Open MPI logo

Open MPI User's Mailing List Archives

  |   Home   |   Support   |   FAQ   |   all Open MPI User's mailing list

From: Jelena Pjesivac-Grbovic (pjesa_at_[hidden])
Date: 2007-02-14 11:57:05


Hello Lydia,

how does the call to MPI_Reduce look like in your application? Is the
code available?

Thank you,
Jelena

On Wed, 14 Feb 2007, Lydia Heck wrote:

>
> When running either over myrinet or over gigabit one of our codes (Gagdet2)
> it fails predictably with the following error message.
>> From the back trace it looks as if the SEGV is in
> ompi_coll_tuned_reduce_generic.
>
> Have there been similar reportings and/or is there a fix for this?
>
> Lydia Heck
>
>
> [m2042:08002] *** Process received signal ***
> [m2042:08002] Signal: Segmentation Fault (11)
> [m2042:08002] Signal code: Address not mapped (1)
> [m2042:08002] Failing at address: 92
> /opt/OMPI/ompi-1.2b4r13488/lib/libopen-pal.so.0.0.0:opal_backtrace_print+0x26
> /opt/OMPI/ompi-1.2b4r13488/lib/libopen-pal.so.0.0.0:0xc3874
> /lib/amd64/libc.so.1:0xcb686
> /lib/amd64/libc.so.1:0xc0a52
> /opt/OMPI/ompi-1.2b4r13488/lib/openmpi/mca_coll_tuned.so:ompi_coll_tuned_reduce_generic+0x11b
> [ Signal 11 (SEGV)]
> /opt/OMPI/ompi-1.2b4r13488/lib/openmpi/mca_coll_tuned.so:ompi_coll_tuned_reduce_intra_binary+0x162
> /opt/OMPI/ompi-1.2b4r13488/lib/openmpi/mca_coll_tuned.so:ompi_coll_tuned_reduce_intra_dec_fixed+0x28d
> /opt/OMPI/ompi-1.2b4r13488/lib/libmpi.so.0.0.0:PMPI_Reduce+0x3f6
> /data/4/nil/tak_gadget/gadget2/P-Gadget2:gravity_tree+0x146c
> /data/4/nil/tak_gadget/gadget2/P-Gadget2:compute_accelerations+0x7e
> /data/4/nil/tak_gadget/gadget2/P-Gadget2:run+0xa5
> /data/4/nil/tak_gadget/gadget2/P-Gadget2:main+0x22f
> /data/4/nil/tak_gadget/gadget2/P-Gadget2:0x7c3c
> [m2042:08002] *** End of error message ***
> [m2043:07816] [0,0,0] ORTE_ERROR_LOG: Timeout in file base/pls_base_orted_cmds.c
> at line 275
> [m2043:07816] [0,0,0] ORTE_ERROR_LOG: Timeout in file pls_gridengine_module.c at
> line 793
> [m2043:07816] [0,0,0] ORTE_ERROR_LOG: Timeout in file errmgr_hnp.c at line 90
> mpirun noticed that job rank 2 with PID 0 on node m2043 exited on signal 11
> (Segmentation Fault).
> [m2043:07816] [0,0,0] ORTE_ERROR_LOG: Timeout in file base/pls_base_orted_cmds.c
> at line 188
> [m2043:07816] [0,0,0] ORTE_ERROR_LOG: Timeout in file pls_gridengine_module.c at
> line 828
> --------------------------------------------------------------------------
> mpirun was unable to cleanly terminate the daemons for this job.
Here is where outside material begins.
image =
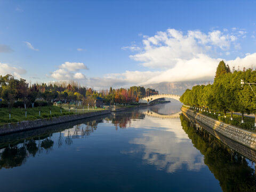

Returned value
> Timeout instead of ORTE_SUCCESS.
>
>
>
>
> ------------------------------------------
> Dr E L Heck
>
> University of Durham
> Institute for Computational Cosmology
> Ogden Centre
> Department of Physics
> South Road
>
> DURHAM, DH1 3LE
> United Kingdom
>
> e-mail: lydia.heck_at_[hidden]
>
> Tel.: + 44 191 - 334 3628
> Fax.: + 44 191 - 334 3645
> ___________________________________________
> _______________________________________________
> users mailing list
> users_at_[hidden]
> http://www.open-mpi.org/mailman/listinfo.cgi/users
>

--
Jelena Pjesivac-Grbovic, Pjesa
Graduate Research Assistant
Innovative Computing Laboratory
Computer Science Department, UTK
Claxton Complex 350
(865) 974 - 6722 
(865) 974 - 6321
jpjesiva_at_[hidden]
Murphy's Law of Research:
         Enough research will tend to support your theory.